11:48 a.m. July 29, 2019The original article identified an USC engineering student as Sisi El-Sisi. His correct name is Kareem El-Sisi and he is an economics and urban planning student.

The workshop, which airport officials call a charrette, was held at St. Leon Armenian Cathedral in Burbank Wednesday evening.

An earlier workshop focused on the facility’s exterior.

Facilitators with IMG Inc., the firm hired by the Burbank-Glendale-Pasadena Airport Authority to organize the workshops, helped participants talk about the types of materials and colors that would be used inside the new terminal, whether there should be amenities before the TSA screening area and if there should be live performances at the airport.
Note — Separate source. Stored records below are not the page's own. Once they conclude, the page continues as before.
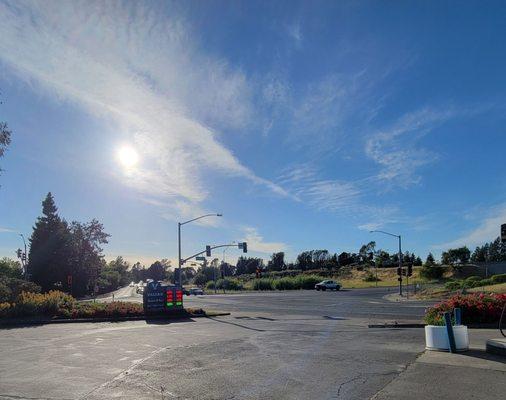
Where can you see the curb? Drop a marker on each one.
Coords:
(19, 322)
(399, 326)
(422, 325)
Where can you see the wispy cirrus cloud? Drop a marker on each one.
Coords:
(396, 148)
(124, 62)
(487, 230)
(257, 243)
(322, 194)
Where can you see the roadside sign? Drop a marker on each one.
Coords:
(154, 297)
(159, 298)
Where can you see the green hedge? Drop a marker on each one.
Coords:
(287, 283)
(501, 278)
Bill Hart, a retired Lockheed employee from Burbank who now lives in Marietta, Ga., said it is important for airport officials to maintain the history of the airfield in some way.

“A lot of history was made here,” Hart said. “It’s important to not see it erased and forgotten.”

Understanding that the terminal is planned to be 355,000 square feet, which is smaller than the Hartsfield-Jackson Atlanta International Airport he often uses, Hart said having shops and restaurants centrally located within the terminal would not create logistical issues.

“Having a more central area is also easier to create a theme within the terminal,” he said.

Next to Hart was Kareem El-Sisi, an economics and urban planning student from USC, who suggested that the airport should consider having a hybrid between centralized amenities in a common area and other shops and restaurants spread out toward the gates in the terminal.

“It’s always great to tailor something for this airport specifically,” El-Sisi said. “If it’s an airport where people are rushing from one place to another, it wouldn’t be good to have a centralized common area.”

El-Sisi added he thinks the gates should be stress-free environments for waiting travelers, and having busier stores and restaurants in a centralized area away from most of the gates could achieve that.

Hart and El-Sisi also mentioned that live performances, especially over-the-top acts found in Las Vegas, would be too much for the Burbank airport.

“I don’t think this is going to be an airport in Dubai, where there’s extraordinary and extravagant exhibits and performances,” El-Sisi said. “I think this airport is one that’s more humble and serves a purpose.”

The next charrette is scheduled for Sept. 4 at the Castaway restaurant, 1250 Harvard Road, Burbank.